Nearly seven weeks after confirming its first case of Covid-19, and weeks into a nationwide lockdown, another student from Auckland's Marist college has tested positive.
It brings New Zealand's second biggest cluster to 95, with 16 school staff among those infected. The source of the outbreak still has not been identified.
This week Marist's 750 students and 90 staff have all been offered free coronavirus tests as a precaution and to reassure the community, their families or bubble can also get tested. The Ministry of Health said 250 people have taken up the offer so far.
At Wednesday's press conference Dr Ashley Bloomfield said only one of those tests has come back positive - a student who was called by Healthline in the first week of April as part of contact tracing. She was not unwell at the time so was not given a Covid-19 test.
Dr Bloomfield said the student has returned what is known as a weak positive test and is likely to be well through the illness, and is unlikely to be contagious.
"The opportunity to get tested is open both to students and staff. But the voucher actually entitles everybody in the Marist community, who thinks they're part of the community to get tested, Marist College Principal Raechelle Taulu told Checkpoint.
Each morning Taulu gets an update of the Marist community numbers who have been tested. She said as of Wednesday morning it was 250. "I have actually received an email to say that number is a lot larger from this afternoon."
Taulu was retested on Monday, and was told it was a negative result on Wednesday. She has not been told of any other positive test results apart from the one announced in Wednesday's media briefing.
"My focus is on ensuring the wellbeing of the students and making sure that when we are ready to open, that the learning environment they walk into is safe.
"I am taking the advice of the experts, the doctors we're working with to make sure that we have the right information. And we will not open the school until we have that information."
She said Marist management are expecting to be given an indication on when the school can reopen by the end of the week, once more test results come through.
She does not think the school's leadership are in a position legally to allow only tested students to return to school.

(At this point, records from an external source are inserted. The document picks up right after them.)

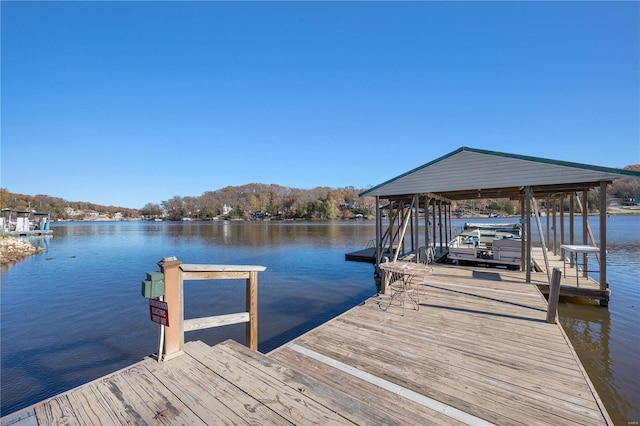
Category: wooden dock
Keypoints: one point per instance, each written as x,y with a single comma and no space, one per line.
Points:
476,351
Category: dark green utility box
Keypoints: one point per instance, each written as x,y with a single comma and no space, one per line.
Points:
153,286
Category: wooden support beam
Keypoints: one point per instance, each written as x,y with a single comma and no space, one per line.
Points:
252,309
173,334
554,296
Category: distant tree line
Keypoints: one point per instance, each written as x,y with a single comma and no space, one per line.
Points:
272,201
58,208
262,201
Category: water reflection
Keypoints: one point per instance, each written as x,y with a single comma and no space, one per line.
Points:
589,330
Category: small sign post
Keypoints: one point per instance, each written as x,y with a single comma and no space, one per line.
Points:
159,312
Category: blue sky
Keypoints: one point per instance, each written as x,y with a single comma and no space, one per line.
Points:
126,103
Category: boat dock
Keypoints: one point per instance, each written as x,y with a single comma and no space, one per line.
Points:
475,350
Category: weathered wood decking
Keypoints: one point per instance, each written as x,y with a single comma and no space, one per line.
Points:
477,351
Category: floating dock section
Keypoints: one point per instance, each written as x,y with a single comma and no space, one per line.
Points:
475,350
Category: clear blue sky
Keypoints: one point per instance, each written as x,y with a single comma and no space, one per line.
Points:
125,103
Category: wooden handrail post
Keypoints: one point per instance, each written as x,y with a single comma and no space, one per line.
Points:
554,295
252,309
173,334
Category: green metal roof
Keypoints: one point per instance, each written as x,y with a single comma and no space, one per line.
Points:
464,170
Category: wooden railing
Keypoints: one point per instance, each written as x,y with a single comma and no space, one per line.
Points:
176,273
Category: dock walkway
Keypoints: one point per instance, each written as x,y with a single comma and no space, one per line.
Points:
477,351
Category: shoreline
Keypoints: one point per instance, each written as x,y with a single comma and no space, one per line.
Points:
13,250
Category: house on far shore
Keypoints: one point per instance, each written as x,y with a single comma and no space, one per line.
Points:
24,222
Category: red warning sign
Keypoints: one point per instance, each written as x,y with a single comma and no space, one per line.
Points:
159,312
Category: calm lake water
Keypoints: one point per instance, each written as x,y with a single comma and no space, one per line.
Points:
75,313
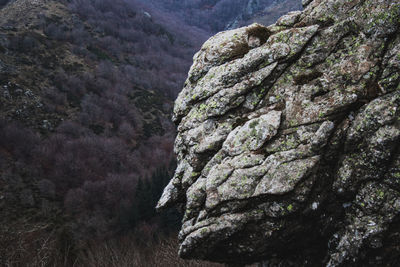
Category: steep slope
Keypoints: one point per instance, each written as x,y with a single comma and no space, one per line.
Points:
217,15
85,101
288,140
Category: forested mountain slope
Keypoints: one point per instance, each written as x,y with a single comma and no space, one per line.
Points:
86,91
85,100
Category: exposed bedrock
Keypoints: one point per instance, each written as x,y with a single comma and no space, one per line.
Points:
288,140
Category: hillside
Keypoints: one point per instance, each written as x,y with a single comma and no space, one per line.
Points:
218,15
288,141
85,135
86,139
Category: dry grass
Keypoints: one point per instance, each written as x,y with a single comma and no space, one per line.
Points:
41,248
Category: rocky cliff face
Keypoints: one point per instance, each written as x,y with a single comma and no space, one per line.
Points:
288,140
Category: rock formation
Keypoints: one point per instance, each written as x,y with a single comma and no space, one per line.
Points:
288,140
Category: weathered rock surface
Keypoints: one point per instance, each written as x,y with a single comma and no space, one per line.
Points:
288,140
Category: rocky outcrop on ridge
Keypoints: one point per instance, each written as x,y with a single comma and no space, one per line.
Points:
288,140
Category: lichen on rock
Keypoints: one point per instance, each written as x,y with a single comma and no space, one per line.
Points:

"That is something that would come from the District Health Board or the Ministry of Health, or the Ministry of Education working with the Ministry of Health. I think we have to trust that they are the experts and they know the answers.
"We've had a few [students] that were quite ill, and some that have had very mild symptoms. What I do know is what people can't see, is how much support all of our families have had.
"From phone calls, to families providing meals for each other, to school providing meals, and just really constant communication between the school and those that are sick, to ensure that they're okay and their families are okay."
Regarding the question of how another Marist student contracted Covid-19 several weeks since lockdown began, Taulu told Checkpoint she is 100 percent convinced the community has been following restriction rules.
"I know the person last week that was added and confirmed as a case and absolutely they'd stuck to the rules of their bubble."
There were some breaches early on, with students mixing with other students, but Taulu said that was minimal.
"I think that was like all of New Zealand. Everyone was just adjusting to the new normal, and I think once people actually understood the criteria around level 4, everything settled down and people did what they were meant to do."
She does not know how many from the community have been hospitalised due to Covid-19.
"That's information that sits with the District Health Board... I do know that there were some that went to hospital."
Taulu herself caught Covid-19, and she does not know how she contracted the virus.
"That's the reality. We did have a teacher right at the beginning confirmed as our positive case, however, we're not sure how it entered the school.
"It could have been contact in the staffroom, I guess like it could have been contact in the classroom or it could have been contact in the supermarket. We actually just don't know... We don't have any other information."
The school has been "forensically" cleaned, she said, at a cost of $36,000.
The pressure of the cost does not matter, Taulu said. "It's about ensuring that we're returning to a really safe school environment. We've had a cluster and it's not just about the physical school environment, it's about our wellbeing."